Kondisi yang terjadi pada lansia sama sekali berbeda dengan kondisi pada
individu dewasa normal lainnya. Pada lansia, terjadi hipofungsi kelenjar saliva
yang disebabkan olehproses fisiologis murni atau kondisi patologis dan iatrogenik
yang berhubungan dengan perubahan usia (Burke, 2010). Perubahan usia
menyebabkan jaringan ikat kelenjar saliva meningkat dan terjadi deposisi sel
adiposa serta penurunan sel asinar namun perubahan tersebut tidak menyebabkan
perubahan sekresi saliva (Dayal, 2005).
Secara fisiologis, mukosa rongga mulut lansia mengalami perubahan
histologis seperti hilangnya elastisitas, reduksi ketebalan dan penurunan
kemampuan keratinisasi epitel yang secara klinis tampak Satin-like epitelium dan
hilangnya hidrasi. Perubahan tersebut menyebabkan mukosa mulut lansia mudah
terkena trauma dan jika terluka mudah terbentuk fissure, abrasi dan ulkus
traumatik (Lamster dkk., 2013).
Penelitian yang dilakukan oleh Fischman dkk. (2004) terhadap lansia yang
mengalami xerostomia menunjukan bahwa efek minyak essensial dalam obat
kumur berpotensi mengiritasi mukosa mulut lansia padahal kondisi keluhan mulut
kering (xerostomia) dan hiposalivasi merupakan masalah yang sering muncul
pada lansia. Lansia juga mengalami perubahan fisiologis pada mukosa mulutnya
6
sehingga kombinasi efek astringen dari alkohol serta kemungkinan efek iritan dari
bahan aktif minyak esensial menjadi alasan perlunya dilakukan penelitian
mengenai penggunaan obat kumur yang mengandung alkohol dan obat kumur non
alkohol terhadap curah saliva pada lansia.
B. Rumusan Masalah
Berdasarkan latar belakang di atas timbul permasalahan, apakah terdapat
perbedaan curah saliva tidak terstimulasi antara lansia yang menggunakan produk
obat kumur beralkohol dan obat kumur non alkohol yang terdapat di Indonesia?
C. Keaslian Penelitian
Penelitian mengenai pengaruh penggunaan obat kumur beralkohol dan obat
kumur non-alkohol terhadap curah salivadan keluhan xerostomia telah dilakukan
oleh Kerr dkk. (2007) dengan subjek penelitian usia dewasa (18–85 tahun)
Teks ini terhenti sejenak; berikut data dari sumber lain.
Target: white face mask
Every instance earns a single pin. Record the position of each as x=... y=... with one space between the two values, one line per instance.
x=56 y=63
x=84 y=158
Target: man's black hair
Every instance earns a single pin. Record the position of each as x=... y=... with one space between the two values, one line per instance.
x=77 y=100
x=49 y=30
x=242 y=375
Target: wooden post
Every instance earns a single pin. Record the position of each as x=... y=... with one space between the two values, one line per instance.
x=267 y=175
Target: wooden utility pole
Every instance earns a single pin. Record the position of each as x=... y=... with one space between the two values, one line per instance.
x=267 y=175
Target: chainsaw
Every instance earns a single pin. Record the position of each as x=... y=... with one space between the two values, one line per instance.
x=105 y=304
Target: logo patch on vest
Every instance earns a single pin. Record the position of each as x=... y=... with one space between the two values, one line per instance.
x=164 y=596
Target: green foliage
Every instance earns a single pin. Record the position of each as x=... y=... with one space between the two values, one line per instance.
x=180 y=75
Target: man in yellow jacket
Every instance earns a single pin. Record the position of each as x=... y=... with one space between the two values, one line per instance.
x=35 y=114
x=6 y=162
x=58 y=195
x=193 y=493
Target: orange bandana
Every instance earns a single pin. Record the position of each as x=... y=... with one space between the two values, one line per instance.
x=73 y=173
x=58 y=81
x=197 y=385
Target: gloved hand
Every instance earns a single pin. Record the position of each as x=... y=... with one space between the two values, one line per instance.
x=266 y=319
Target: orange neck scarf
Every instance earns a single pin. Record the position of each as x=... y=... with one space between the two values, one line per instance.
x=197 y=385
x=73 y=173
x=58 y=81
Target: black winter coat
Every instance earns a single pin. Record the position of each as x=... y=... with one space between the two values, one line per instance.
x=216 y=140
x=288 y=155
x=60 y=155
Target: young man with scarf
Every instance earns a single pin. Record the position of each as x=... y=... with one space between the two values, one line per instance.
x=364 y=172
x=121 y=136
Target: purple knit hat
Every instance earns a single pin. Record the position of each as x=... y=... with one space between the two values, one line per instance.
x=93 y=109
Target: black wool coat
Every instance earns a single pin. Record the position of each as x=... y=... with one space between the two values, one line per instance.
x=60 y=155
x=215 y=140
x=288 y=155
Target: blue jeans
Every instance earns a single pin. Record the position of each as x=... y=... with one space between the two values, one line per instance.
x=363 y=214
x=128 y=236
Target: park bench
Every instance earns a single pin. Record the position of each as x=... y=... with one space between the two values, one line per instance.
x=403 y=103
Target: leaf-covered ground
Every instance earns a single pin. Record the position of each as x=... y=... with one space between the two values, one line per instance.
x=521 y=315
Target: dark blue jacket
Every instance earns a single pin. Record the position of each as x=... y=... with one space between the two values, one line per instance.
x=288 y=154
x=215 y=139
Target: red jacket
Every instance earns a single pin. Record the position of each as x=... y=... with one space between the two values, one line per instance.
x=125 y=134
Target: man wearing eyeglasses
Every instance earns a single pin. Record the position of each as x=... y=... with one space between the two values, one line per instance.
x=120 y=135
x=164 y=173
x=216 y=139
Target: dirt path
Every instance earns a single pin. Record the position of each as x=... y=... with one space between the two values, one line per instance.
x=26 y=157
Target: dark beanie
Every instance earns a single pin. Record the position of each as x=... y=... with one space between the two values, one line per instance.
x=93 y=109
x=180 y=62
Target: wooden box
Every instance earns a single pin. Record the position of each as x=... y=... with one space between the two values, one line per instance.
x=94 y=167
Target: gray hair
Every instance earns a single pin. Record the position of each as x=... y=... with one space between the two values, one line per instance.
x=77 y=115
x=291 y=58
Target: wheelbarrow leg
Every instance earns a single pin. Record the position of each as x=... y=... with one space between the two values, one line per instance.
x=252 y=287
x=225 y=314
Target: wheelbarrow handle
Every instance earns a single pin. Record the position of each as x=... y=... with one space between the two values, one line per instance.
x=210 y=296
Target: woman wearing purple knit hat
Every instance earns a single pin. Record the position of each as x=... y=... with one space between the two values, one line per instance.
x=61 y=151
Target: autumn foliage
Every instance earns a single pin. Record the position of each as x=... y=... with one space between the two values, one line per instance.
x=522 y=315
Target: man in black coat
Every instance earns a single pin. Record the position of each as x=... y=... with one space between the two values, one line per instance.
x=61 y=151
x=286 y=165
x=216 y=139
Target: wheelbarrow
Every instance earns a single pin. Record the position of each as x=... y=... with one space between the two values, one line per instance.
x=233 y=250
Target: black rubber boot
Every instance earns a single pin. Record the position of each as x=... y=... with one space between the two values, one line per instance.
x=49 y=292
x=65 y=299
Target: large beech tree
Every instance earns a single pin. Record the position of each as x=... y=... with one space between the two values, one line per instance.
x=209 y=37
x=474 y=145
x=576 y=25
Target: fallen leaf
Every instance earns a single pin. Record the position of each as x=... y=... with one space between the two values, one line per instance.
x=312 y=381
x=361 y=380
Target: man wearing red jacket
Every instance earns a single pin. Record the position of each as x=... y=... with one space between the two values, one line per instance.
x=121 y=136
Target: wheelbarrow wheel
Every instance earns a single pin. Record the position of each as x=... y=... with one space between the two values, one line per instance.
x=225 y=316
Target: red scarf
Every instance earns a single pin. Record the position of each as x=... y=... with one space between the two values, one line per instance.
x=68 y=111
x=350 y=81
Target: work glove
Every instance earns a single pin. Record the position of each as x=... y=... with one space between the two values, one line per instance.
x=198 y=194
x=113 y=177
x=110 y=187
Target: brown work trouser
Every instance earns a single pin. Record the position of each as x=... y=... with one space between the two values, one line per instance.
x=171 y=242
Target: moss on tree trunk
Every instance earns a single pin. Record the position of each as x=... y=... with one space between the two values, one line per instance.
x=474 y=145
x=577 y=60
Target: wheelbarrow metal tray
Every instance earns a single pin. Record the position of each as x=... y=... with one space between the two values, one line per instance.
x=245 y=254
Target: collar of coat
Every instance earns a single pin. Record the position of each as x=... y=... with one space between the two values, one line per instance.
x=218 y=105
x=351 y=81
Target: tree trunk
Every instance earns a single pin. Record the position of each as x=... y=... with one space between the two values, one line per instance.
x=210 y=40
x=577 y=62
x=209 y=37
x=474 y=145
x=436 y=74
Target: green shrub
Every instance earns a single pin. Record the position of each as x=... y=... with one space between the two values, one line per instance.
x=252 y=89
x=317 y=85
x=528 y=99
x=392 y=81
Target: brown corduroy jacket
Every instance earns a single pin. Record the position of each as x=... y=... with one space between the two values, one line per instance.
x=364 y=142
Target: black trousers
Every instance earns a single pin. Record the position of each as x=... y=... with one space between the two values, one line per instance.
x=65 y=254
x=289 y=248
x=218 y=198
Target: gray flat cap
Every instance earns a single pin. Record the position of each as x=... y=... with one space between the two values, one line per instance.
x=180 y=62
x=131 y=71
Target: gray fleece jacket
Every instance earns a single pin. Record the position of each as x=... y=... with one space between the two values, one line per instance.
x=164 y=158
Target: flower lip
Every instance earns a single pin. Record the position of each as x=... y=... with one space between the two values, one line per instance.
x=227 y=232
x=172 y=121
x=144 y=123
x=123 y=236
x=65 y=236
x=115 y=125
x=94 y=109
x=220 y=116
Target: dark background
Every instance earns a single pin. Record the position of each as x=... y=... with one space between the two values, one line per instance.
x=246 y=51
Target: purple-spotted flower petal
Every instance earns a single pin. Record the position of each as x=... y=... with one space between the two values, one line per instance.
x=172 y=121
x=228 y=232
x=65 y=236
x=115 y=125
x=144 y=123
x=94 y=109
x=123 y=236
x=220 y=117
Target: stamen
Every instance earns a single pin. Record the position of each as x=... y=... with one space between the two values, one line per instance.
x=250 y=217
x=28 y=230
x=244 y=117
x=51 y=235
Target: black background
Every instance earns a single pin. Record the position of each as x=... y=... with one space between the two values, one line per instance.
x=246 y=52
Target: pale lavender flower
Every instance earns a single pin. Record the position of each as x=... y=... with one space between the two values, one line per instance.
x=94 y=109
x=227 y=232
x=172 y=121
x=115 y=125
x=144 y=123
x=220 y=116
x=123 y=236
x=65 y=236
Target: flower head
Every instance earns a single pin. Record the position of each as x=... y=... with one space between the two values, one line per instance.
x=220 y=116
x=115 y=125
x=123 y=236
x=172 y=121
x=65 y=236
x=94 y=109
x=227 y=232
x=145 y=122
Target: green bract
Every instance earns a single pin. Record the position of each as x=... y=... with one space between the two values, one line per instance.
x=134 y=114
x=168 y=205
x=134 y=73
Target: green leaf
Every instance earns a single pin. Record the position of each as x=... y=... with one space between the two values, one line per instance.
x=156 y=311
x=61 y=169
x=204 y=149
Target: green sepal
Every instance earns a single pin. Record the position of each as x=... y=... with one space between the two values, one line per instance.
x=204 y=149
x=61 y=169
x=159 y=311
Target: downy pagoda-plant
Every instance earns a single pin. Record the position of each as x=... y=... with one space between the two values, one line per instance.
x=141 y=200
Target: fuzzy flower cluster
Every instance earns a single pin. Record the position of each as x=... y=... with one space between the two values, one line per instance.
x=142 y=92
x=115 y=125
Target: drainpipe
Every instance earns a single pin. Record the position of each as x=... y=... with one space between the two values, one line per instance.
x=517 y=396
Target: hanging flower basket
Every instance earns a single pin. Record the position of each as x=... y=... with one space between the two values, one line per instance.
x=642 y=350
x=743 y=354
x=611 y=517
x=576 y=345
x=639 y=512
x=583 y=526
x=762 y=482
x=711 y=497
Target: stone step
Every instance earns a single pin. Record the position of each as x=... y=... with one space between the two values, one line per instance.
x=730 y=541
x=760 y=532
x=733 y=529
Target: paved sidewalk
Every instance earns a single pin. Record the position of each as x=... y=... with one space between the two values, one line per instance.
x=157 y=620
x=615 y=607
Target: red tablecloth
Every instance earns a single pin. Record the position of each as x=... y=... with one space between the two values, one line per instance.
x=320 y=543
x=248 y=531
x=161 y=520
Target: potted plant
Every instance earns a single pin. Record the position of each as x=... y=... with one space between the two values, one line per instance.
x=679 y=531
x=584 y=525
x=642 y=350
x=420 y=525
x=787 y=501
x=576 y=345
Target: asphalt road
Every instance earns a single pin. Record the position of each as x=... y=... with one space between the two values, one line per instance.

menggunakan produk obat kumur mint act non alkohol yang tidak terdapat di
Indonesia. Penelitian sejenis yang dilakukan dengan menggunakan produk obat
kumur yang beredar di Indonesia pada subyek lanjut usia di Daerah Istimewa
Yogyakarta belum pernah dilaporkan sebelumnya.
D. Tujuan Penelitian
Tujuan dilakukannya penelitian ini adalah untuk mengetahui perbedaan curah
saliva tidak terstimulasi individu lanjut usia dengan penggunaan produk obat
kumur beralkohol dan obat kumur non alkohol yang terdapat di Indonesia.
E. Manfaat Penelitian
1. Penelitian ini sebagai salah satu kontribusi untuk memperkaya khazanah ilmu
pengetahuan di bidang kedokteran gigi, khususnya dalam lingkup ilmu
7
penyakit mulut, mengenai efek dari penggunaan obat kumur alkohol maupun
non alkohol terhadap sekresi saliva individu lanjut usia.
2. Hasil dari penelitian ini diharapkan dapat memberikan informasi pada lansia
mengenai efek yang mungkin timbul pada rongga mulut disebabkan oleh
penggunaan obat kumur tersebut sehingga penggunaan produk perawatan
kesehatan mulut ini tidak menimbulkan efek samping yang secara tidak
langsung dapat berpengaruh terhadap kualitas hidup para lansia.